Both of the physical and non-physical claims then typically fall into three different sub-groups:
- Damages from a physical (or non-physical) injury. The IRS considers these types of settlement figures as non-taxable.
- Emotional stress from a non-physical injury. If distress occurs because of a non-physical injury, damage money is typically taxable as reportable income.
- Emotional stress from a physical injury. This type of settlement money would be non-taxable.
- Punitive damages from the physical (or non-physical) injury. These types of recovered costs are always taxable income to the IRS.
Explicitly State the Purpose of Settlement Money
Any settlement money should clearly state the reason for the damages you are claiming. Your claim should have specific language that details the amounts paid for lost wages, physical injury damages, attorney fees, and any other collected damages or other fees.
Settlements that do not include reasons for payments are likely to be determined using the source of the claim.
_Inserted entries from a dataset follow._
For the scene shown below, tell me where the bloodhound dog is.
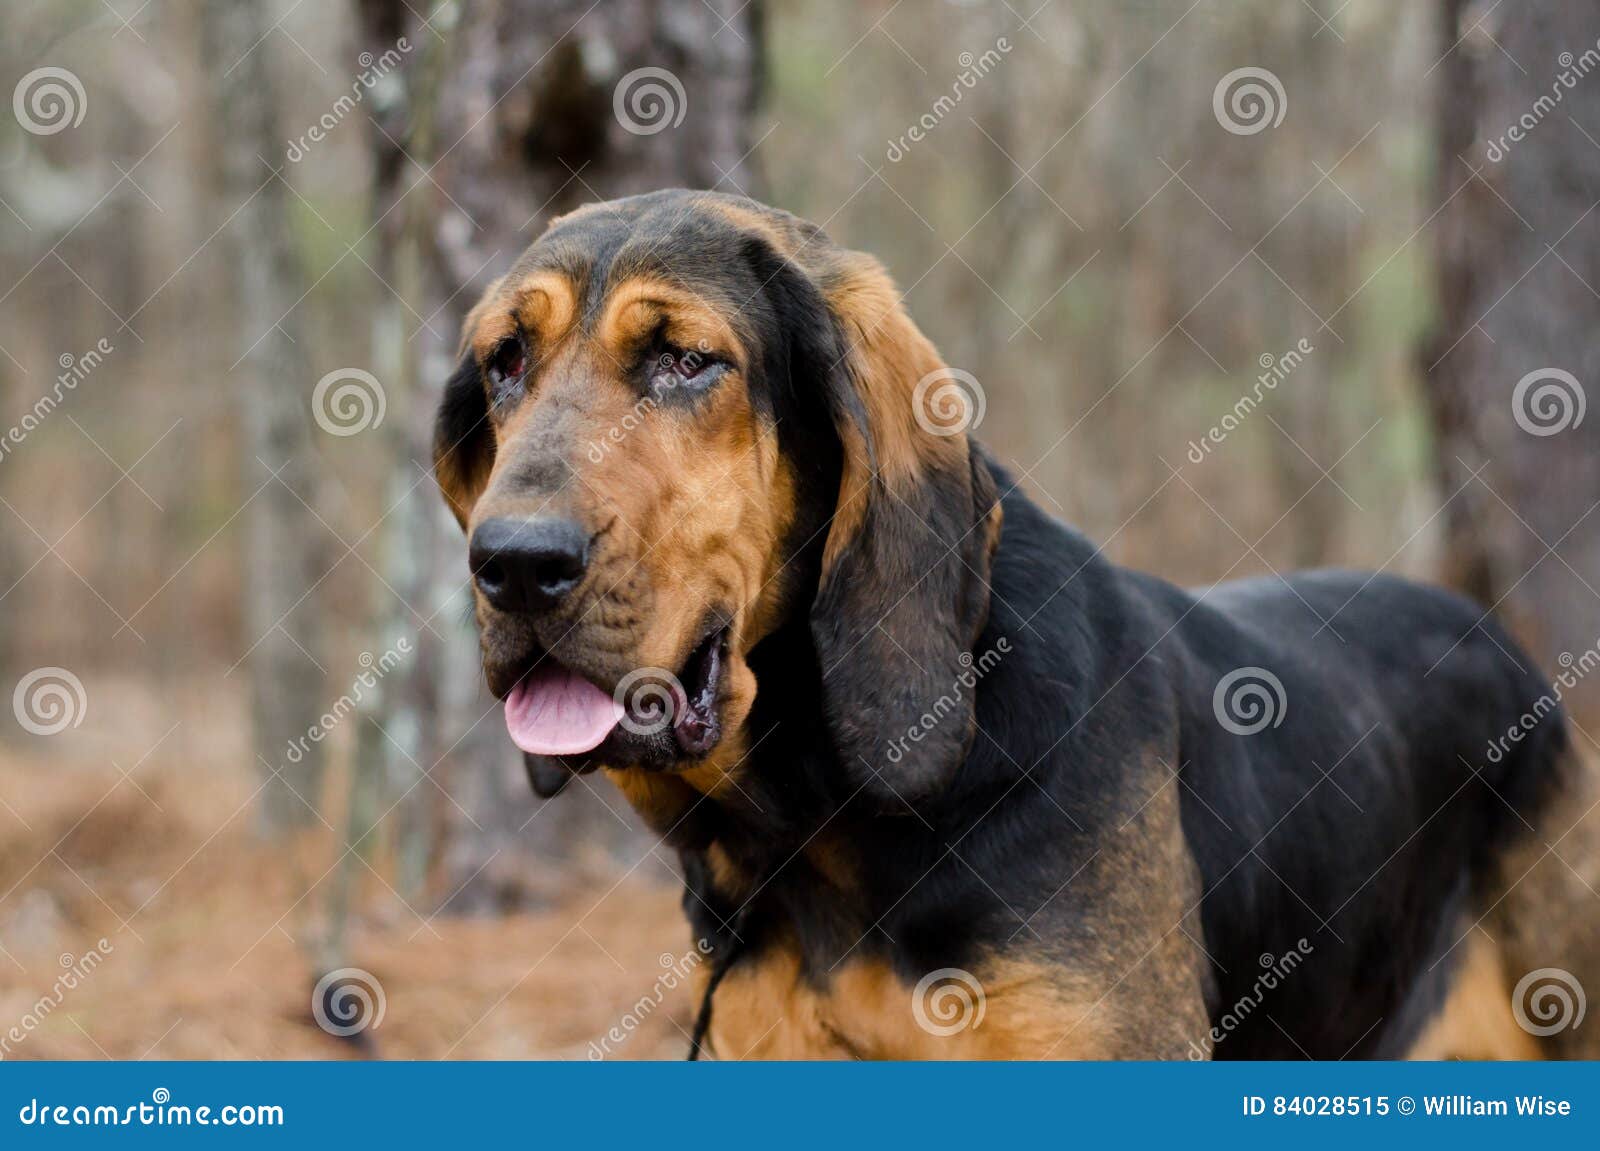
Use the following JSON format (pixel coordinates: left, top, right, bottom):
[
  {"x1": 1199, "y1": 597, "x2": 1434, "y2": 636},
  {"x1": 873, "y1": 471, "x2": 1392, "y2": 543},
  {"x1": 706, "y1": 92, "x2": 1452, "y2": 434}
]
[{"x1": 434, "y1": 190, "x2": 1599, "y2": 1060}]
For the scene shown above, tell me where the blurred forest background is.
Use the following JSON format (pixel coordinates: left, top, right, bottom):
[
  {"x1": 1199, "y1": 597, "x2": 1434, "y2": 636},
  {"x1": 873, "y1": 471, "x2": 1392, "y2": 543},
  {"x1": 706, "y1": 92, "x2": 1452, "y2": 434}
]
[{"x1": 1, "y1": 0, "x2": 1598, "y2": 1058}]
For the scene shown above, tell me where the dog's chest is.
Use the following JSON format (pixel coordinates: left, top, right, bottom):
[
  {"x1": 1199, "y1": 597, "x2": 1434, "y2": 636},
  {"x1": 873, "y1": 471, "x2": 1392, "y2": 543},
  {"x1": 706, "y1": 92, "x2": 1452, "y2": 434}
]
[
  {"x1": 700, "y1": 945, "x2": 890, "y2": 1059},
  {"x1": 700, "y1": 944, "x2": 1097, "y2": 1059}
]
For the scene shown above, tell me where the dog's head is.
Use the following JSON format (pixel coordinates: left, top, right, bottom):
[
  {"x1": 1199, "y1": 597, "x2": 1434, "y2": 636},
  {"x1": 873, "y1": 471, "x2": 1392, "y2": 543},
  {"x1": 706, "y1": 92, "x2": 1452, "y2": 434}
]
[{"x1": 435, "y1": 191, "x2": 1000, "y2": 804}]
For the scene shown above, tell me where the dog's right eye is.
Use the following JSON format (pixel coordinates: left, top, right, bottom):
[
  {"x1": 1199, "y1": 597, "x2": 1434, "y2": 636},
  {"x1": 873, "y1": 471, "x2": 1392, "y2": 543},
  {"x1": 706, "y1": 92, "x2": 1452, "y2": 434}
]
[
  {"x1": 488, "y1": 336, "x2": 527, "y2": 388},
  {"x1": 650, "y1": 343, "x2": 725, "y2": 392}
]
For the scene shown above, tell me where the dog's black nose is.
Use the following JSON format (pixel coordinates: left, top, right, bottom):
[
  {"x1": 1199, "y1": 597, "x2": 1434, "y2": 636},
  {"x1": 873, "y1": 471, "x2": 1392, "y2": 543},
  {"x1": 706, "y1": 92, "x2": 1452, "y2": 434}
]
[{"x1": 469, "y1": 517, "x2": 589, "y2": 612}]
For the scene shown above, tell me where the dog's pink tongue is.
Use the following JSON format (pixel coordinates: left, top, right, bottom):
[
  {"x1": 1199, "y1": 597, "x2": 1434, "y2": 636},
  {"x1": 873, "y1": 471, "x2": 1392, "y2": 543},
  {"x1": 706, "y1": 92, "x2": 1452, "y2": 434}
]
[{"x1": 504, "y1": 664, "x2": 623, "y2": 756}]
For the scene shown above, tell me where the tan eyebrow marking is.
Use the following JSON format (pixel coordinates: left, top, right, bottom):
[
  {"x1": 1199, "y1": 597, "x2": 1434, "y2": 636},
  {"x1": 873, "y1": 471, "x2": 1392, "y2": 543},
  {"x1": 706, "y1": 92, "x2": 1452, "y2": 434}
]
[
  {"x1": 597, "y1": 276, "x2": 742, "y2": 368},
  {"x1": 468, "y1": 271, "x2": 579, "y2": 364}
]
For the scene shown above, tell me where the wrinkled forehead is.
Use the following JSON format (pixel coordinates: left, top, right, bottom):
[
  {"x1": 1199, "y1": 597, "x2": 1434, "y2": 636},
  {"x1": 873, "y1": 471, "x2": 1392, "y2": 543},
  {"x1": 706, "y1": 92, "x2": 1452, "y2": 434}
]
[{"x1": 467, "y1": 195, "x2": 800, "y2": 357}]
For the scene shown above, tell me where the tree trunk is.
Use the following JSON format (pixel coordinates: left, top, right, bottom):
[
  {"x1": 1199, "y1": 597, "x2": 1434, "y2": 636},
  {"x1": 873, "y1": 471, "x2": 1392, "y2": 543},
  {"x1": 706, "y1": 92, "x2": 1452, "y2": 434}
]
[
  {"x1": 358, "y1": 0, "x2": 764, "y2": 910},
  {"x1": 1423, "y1": 0, "x2": 1600, "y2": 726},
  {"x1": 207, "y1": 0, "x2": 330, "y2": 834}
]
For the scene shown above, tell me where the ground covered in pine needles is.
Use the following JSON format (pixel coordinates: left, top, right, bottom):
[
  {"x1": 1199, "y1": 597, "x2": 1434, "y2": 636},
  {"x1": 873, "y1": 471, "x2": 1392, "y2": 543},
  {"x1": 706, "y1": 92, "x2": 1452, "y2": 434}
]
[{"x1": 0, "y1": 676, "x2": 696, "y2": 1061}]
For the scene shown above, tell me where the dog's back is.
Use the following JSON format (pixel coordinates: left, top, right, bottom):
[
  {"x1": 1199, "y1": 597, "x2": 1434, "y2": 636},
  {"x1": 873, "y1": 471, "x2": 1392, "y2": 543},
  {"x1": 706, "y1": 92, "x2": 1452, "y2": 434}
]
[{"x1": 1164, "y1": 569, "x2": 1595, "y2": 1058}]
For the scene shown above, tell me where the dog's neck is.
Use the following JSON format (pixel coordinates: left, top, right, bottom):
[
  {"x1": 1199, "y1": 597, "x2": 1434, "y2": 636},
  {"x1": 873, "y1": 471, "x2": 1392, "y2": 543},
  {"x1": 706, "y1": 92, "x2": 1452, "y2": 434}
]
[
  {"x1": 621, "y1": 481, "x2": 1099, "y2": 979},
  {"x1": 652, "y1": 610, "x2": 888, "y2": 962},
  {"x1": 663, "y1": 581, "x2": 986, "y2": 969},
  {"x1": 662, "y1": 481, "x2": 1102, "y2": 961}
]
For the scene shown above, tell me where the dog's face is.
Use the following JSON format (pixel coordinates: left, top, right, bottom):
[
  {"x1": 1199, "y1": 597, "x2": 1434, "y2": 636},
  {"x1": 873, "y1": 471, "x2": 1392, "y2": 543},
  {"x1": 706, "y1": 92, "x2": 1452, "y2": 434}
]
[{"x1": 435, "y1": 191, "x2": 1000, "y2": 803}]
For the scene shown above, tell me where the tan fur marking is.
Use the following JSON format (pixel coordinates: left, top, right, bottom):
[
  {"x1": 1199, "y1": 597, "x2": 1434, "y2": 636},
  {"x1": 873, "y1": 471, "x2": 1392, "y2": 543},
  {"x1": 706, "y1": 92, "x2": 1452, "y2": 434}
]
[
  {"x1": 980, "y1": 493, "x2": 1004, "y2": 568},
  {"x1": 458, "y1": 274, "x2": 507, "y2": 357},
  {"x1": 1440, "y1": 750, "x2": 1600, "y2": 1059},
  {"x1": 596, "y1": 277, "x2": 743, "y2": 368},
  {"x1": 603, "y1": 768, "x2": 700, "y2": 837},
  {"x1": 697, "y1": 749, "x2": 1215, "y2": 1061},
  {"x1": 818, "y1": 434, "x2": 873, "y2": 578},
  {"x1": 823, "y1": 254, "x2": 947, "y2": 488},
  {"x1": 455, "y1": 260, "x2": 796, "y2": 778},
  {"x1": 513, "y1": 272, "x2": 577, "y2": 342},
  {"x1": 1406, "y1": 933, "x2": 1542, "y2": 1060},
  {"x1": 816, "y1": 253, "x2": 975, "y2": 578},
  {"x1": 467, "y1": 271, "x2": 577, "y2": 364},
  {"x1": 704, "y1": 842, "x2": 751, "y2": 900},
  {"x1": 675, "y1": 721, "x2": 753, "y2": 799},
  {"x1": 701, "y1": 947, "x2": 1127, "y2": 1060},
  {"x1": 802, "y1": 832, "x2": 856, "y2": 895},
  {"x1": 558, "y1": 317, "x2": 793, "y2": 793},
  {"x1": 706, "y1": 200, "x2": 805, "y2": 260}
]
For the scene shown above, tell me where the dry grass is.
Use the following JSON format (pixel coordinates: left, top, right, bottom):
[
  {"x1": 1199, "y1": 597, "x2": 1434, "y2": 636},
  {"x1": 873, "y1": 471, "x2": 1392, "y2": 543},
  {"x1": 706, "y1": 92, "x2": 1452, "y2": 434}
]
[{"x1": 0, "y1": 678, "x2": 698, "y2": 1061}]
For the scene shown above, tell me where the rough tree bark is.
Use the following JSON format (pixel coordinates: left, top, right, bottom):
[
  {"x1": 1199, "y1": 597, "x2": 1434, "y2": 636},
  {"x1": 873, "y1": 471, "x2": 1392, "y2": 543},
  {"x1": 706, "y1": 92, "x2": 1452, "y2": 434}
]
[
  {"x1": 1423, "y1": 1, "x2": 1600, "y2": 726},
  {"x1": 355, "y1": 0, "x2": 764, "y2": 910},
  {"x1": 208, "y1": 0, "x2": 330, "y2": 834}
]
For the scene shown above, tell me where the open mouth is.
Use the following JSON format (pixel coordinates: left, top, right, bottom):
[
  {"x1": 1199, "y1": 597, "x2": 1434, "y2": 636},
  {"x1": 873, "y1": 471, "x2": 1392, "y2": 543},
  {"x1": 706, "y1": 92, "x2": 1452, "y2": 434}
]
[{"x1": 501, "y1": 621, "x2": 729, "y2": 765}]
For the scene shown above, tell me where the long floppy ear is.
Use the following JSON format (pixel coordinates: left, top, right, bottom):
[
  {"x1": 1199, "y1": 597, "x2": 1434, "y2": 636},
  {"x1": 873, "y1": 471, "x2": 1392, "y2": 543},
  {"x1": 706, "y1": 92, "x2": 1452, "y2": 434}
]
[
  {"x1": 433, "y1": 351, "x2": 495, "y2": 529},
  {"x1": 434, "y1": 278, "x2": 507, "y2": 529},
  {"x1": 808, "y1": 252, "x2": 1003, "y2": 807}
]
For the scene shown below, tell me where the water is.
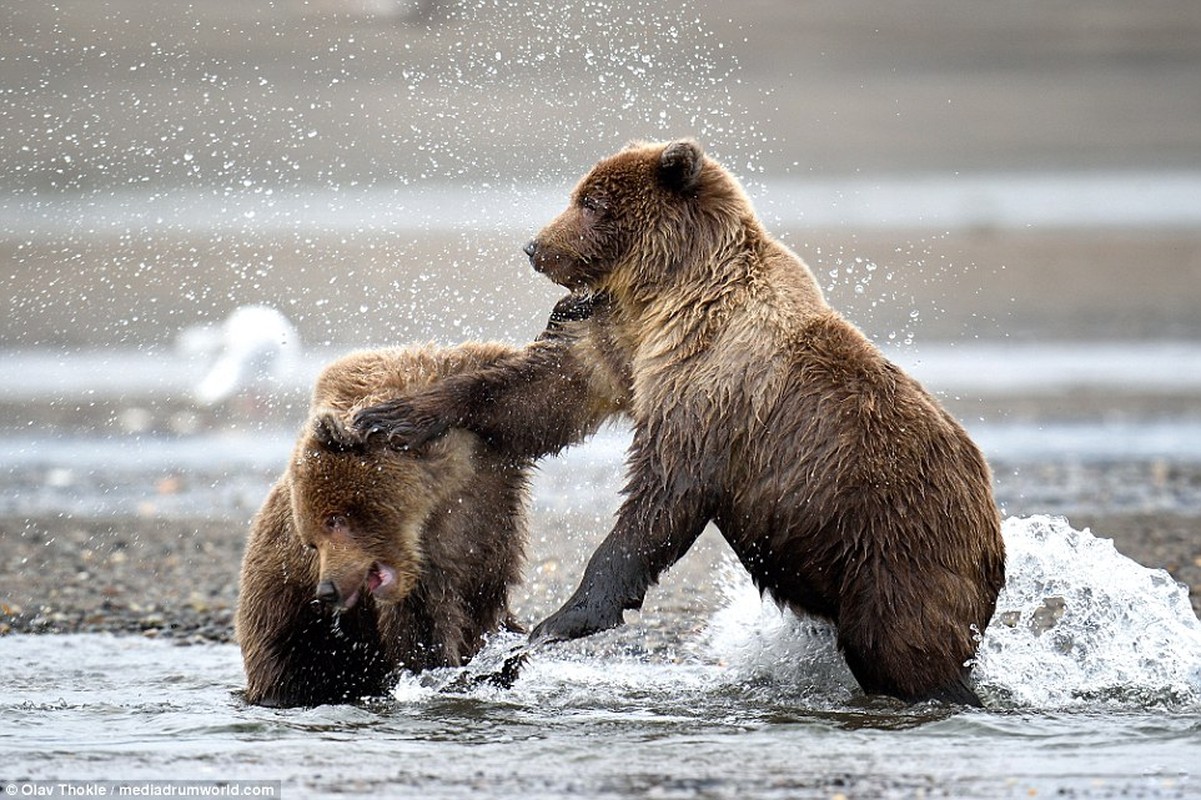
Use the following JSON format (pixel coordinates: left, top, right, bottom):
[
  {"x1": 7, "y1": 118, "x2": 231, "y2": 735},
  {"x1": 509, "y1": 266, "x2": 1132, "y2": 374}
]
[
  {"x1": 6, "y1": 171, "x2": 1200, "y2": 238},
  {"x1": 8, "y1": 340, "x2": 1201, "y2": 402},
  {"x1": 976, "y1": 517, "x2": 1201, "y2": 709},
  {"x1": 2, "y1": 341, "x2": 1200, "y2": 797},
  {"x1": 2, "y1": 515, "x2": 1199, "y2": 798},
  {"x1": 2, "y1": 359, "x2": 1199, "y2": 798}
]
Settlements with W2 and 1099-MISC Forms
The IRS requires the paying party in a settlement to send the person that settled a Tax Form 1099-MISC. The payer will fill out this form. Box 3, or “other income,” includes the money received in the settlement. Lawyer fees will not reduce this amount.
In most cases, all damages reported in Box 3 are taxable.
Any collected damages are considered as wages if the person that settled received an award for back-pay. The back-pay amount would then be reported on a Form W-2 rather than on a Form 1099-MISC.
Getting Professional Advice
For anyone collecting in a legal settlement, expect tax consequences if the recovered money compensated for wages or pay. Working with a professional tax advisor, and an experienced lawyer, like the Florida attorneys at Kelley Uustal, can help word your settlement in a way that will protect you and save you money during tax season.